Letter from Professor Walter 0. Spitzer

Sunday Times May 27 2001
http://www.sunday-times.co.uk/

Editor: In the course of travel in Europe, I read a surprising headline in USA Today, "Vaccine is off the hook as the cause of autism. But panel won't dismiss possibility."(See 1. below)

The two parts of the headline are contradictory. I had just finished reading the 74-page Report of the Institute of Medicine's Immunization Safety Review Committee (the panel) released on 4-23-01. There was nothing in the Report or its executive summary to justify such a headline in a reliable national newspaper. I can only link the headline's …"off the hook as the cause of autism" to a public statement of Dr. Marie McCormick, the chairperson of the Committee. In the Institute of Medicine (IOM) press conference she stated: "it [MMR] is as safe as a vaccine can get "(See 2. below)

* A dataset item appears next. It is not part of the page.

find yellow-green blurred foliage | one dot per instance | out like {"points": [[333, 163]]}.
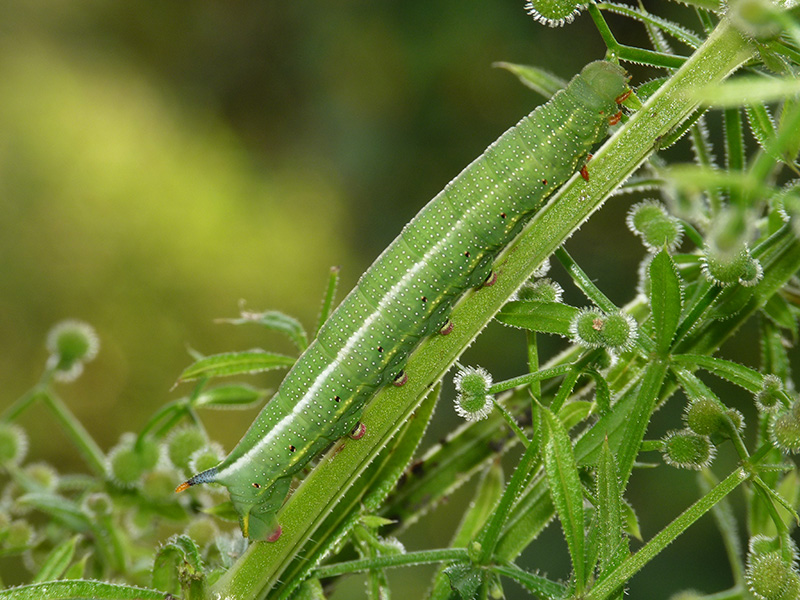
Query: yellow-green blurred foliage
{"points": [[159, 163]]}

As an individual evaluator, my view is that the IOM Report itself is 70% to 90% correct in its descriptions of the evidence and in its judgments. The Report concludes: "…evidence favors rejection of a causal relationship at the population level between MMR vaccine and autistic spectrum disorders…"(See 3. below) The foregoing is all based on lacking evidence. The Committee concedes that it could not "…exclude the possibility that MMR vaccine could contribute to ASD in a small number of children…."(See 3. below)

What is a small number of children? If the number were 5% of diagnosed autistics in any large developed country, that would be thousands of persons. The Report recommends: "Conduct further clinical and epidemiological studies of sufficient rigor to identify risk factors and biological markers of ASD…"(See 4. below)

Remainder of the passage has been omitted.